I was asked to make another temporary wall painting for the Culture of the Countryside project, this time for the show at Wingfield Barns. Yesterday I spent the day in the barn with my Mac, a projector and Jo Wylie at Glastonbury on the radio. It took from 9.30 to 5.30 to do, with a twenty minute break for lunch. I used umber, white, black and cerulean blue acrylic paint to restrict the palette. I had been asked to mention the field names and the villages of the schools that had taken part in the show which gave the initial map the range. I had been supplied with a scan of a Victorian OS type map and a detail of the Wingfield college site. I had taken a photo of a fold out map in a book of the Wingfield College estate with the field names on. There was no way the scale of these maps would marry up at all. I did mention the notion of a palimpsest during the planning stage.

Final map painting at 5.30pm on Saturday.

The previous map painting I made using an overhead projector and I arranged the digital files and printed them out onto transparent sheet. This time I decided to use a digital projector as I thought I would be able to control the light and darkness in the room more easily. It also meant that I didn’t have to prep the image in the same way. I used Google maps to make a basic map of the whole region which is what I did for the Halesworth one. Then I found appropriate digital images and put them in a folder. On my way to the site I stopped a took a photo of St Andrew’s church from the top of the hill and used that as well.

This meant that I could be a bit looser about the image construction. I started with the google map and then started layering the Wingfield detail and then the field map and the Victorian OS map, more or less centred over Wingfield.

The manner of the images came about because I had discussed the practicalities of the piece with the art centre manager who was worried about the expensive tiled floor. I had reassured her that I wouldn’t drip paint at all as I hadn’t done at all for the Halesworth one. “You’re not doing a Rolf Harris then?” she said. When I got there in the morning I was given a very fine heavy weight dust sheet which it seemed a shame not to make full use of. I also thought, as the morning wore on, that thin paint would be quicker to use and would help with the palimpsest effect that I was after, it would allow the layers to show through. There was a time limit to the work and I thought it would probably be more fun to use thin paint and be a bit looser about it. And I was right; it was more fun and quicker. I was doing the images in about twenty minutes each with a bit of Photoshopping on the images before projection, specifically gray scaling and increasing the contract and brightness. So the look of the piece evolved during the day and was a mixture of preparation, having a fairly clear outline idea in my head and improvising on the day. The outline in my head was vague in detail but I had a conception of what it would look like. Quite what that idea in my head looks like is difficult to explain as it is purposely vague and I did no prep drawing or sketch.

I realise, once I’d done it that I could have been much more orderly about it.

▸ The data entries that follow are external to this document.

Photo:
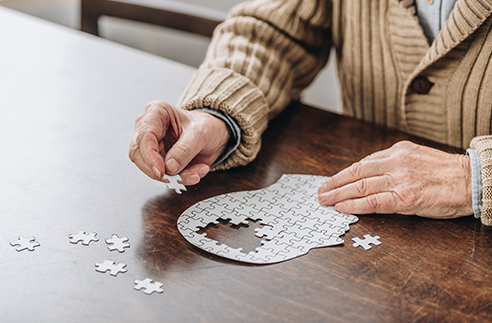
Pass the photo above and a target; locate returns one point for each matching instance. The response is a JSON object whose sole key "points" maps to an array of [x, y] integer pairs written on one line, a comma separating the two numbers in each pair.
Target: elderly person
{"points": [[420, 66]]}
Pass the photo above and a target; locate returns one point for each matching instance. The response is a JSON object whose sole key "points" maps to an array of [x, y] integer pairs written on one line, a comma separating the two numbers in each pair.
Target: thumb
{"points": [[182, 153]]}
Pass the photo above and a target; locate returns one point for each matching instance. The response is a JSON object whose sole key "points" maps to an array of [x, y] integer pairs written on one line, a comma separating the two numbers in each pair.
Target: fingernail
{"points": [[172, 165], [340, 207], [156, 171], [323, 198], [193, 179], [203, 171]]}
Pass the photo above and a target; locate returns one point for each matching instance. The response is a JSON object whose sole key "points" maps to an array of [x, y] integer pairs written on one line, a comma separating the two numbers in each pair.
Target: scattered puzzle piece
{"points": [[25, 243], [364, 243], [83, 237], [117, 243], [148, 285], [174, 183], [113, 267], [294, 221]]}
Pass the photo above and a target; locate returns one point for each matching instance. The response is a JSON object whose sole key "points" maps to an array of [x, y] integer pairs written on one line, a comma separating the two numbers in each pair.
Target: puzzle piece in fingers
{"points": [[23, 243], [365, 243], [174, 183], [148, 285], [82, 236], [293, 220], [111, 266]]}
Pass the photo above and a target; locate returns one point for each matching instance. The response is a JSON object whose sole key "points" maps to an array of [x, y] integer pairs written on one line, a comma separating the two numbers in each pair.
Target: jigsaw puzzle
{"points": [[294, 221], [149, 286], [113, 267], [365, 243], [23, 243], [117, 243], [83, 237], [174, 183]]}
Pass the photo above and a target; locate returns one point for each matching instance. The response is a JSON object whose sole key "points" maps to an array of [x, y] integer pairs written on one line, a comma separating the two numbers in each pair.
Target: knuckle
{"points": [[355, 169], [373, 202], [361, 186]]}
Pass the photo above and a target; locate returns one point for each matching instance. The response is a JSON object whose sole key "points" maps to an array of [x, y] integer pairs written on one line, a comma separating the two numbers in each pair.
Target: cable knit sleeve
{"points": [[260, 58], [483, 145]]}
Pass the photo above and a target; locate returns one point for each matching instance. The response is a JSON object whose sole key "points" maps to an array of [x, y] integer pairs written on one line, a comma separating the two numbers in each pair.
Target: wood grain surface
{"points": [[424, 270]]}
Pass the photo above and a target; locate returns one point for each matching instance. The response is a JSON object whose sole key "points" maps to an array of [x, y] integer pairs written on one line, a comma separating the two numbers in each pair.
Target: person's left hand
{"points": [[407, 179]]}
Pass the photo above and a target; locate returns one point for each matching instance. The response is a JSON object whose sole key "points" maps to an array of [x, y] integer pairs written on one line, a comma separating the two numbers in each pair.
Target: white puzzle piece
{"points": [[366, 242], [174, 183], [117, 243], [294, 221], [111, 266], [23, 243], [148, 286]]}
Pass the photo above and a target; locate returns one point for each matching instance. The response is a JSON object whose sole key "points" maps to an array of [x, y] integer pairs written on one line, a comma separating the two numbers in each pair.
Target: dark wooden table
{"points": [[66, 118]]}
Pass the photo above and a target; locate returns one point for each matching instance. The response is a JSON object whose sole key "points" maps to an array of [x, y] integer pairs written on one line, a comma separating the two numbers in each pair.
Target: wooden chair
{"points": [[171, 14]]}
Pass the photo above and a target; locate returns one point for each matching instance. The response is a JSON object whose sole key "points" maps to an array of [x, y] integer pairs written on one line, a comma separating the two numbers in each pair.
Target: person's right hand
{"points": [[176, 141]]}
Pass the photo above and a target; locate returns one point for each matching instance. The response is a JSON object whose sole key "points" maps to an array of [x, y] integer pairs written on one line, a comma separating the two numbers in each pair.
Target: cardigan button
{"points": [[421, 85]]}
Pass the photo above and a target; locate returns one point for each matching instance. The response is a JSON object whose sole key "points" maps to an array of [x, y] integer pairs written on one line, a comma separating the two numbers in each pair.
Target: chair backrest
{"points": [[171, 14]]}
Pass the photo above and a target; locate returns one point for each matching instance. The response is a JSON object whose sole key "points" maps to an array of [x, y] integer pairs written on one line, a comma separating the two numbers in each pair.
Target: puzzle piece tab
{"points": [[364, 243], [113, 267], [82, 236], [174, 183], [23, 243], [148, 285], [117, 243]]}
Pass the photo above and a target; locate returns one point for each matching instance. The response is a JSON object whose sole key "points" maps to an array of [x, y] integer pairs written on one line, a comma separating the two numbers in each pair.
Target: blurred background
{"points": [[176, 45]]}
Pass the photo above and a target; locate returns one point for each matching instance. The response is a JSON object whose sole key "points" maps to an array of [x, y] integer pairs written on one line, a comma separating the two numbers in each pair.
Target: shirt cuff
{"points": [[477, 188], [234, 130]]}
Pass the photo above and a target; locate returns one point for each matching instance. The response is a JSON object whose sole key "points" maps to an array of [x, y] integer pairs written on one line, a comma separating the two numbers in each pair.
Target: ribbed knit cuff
{"points": [[227, 91], [234, 130], [477, 189], [483, 145]]}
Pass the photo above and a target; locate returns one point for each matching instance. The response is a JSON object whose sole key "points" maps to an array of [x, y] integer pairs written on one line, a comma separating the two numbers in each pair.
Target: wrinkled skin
{"points": [[406, 179], [168, 140]]}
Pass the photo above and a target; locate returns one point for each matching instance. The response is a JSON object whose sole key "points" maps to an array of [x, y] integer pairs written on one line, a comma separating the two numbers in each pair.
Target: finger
{"points": [[183, 152], [386, 202], [192, 175], [360, 188], [355, 172], [141, 164], [150, 152]]}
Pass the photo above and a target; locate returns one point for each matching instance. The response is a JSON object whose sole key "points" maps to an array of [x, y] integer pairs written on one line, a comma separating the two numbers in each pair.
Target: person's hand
{"points": [[405, 179], [175, 141]]}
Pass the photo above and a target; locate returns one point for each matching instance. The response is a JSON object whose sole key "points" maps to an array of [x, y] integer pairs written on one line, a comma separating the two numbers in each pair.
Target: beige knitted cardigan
{"points": [[268, 51]]}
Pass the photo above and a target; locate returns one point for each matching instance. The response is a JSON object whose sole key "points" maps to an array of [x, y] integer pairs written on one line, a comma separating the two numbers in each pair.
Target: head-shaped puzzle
{"points": [[294, 221]]}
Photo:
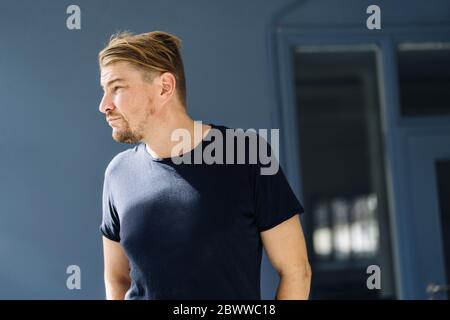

I could have measured out the wall and designed the whole thing in Photoshop before I got there and then just traced it on. I could have arranged all the overlaps and so on and made all the decisions before I got near the wall. Why didn’t I? The fact that I didn’t and did it the way I did seems interesting and the process that I have used seems to have lead to the image looking in a certain way. There is an interaction between the circumstances, the time allowed, the materials, the brief and with the manager. Interesting. Is there any meaning in that? Is this creativity?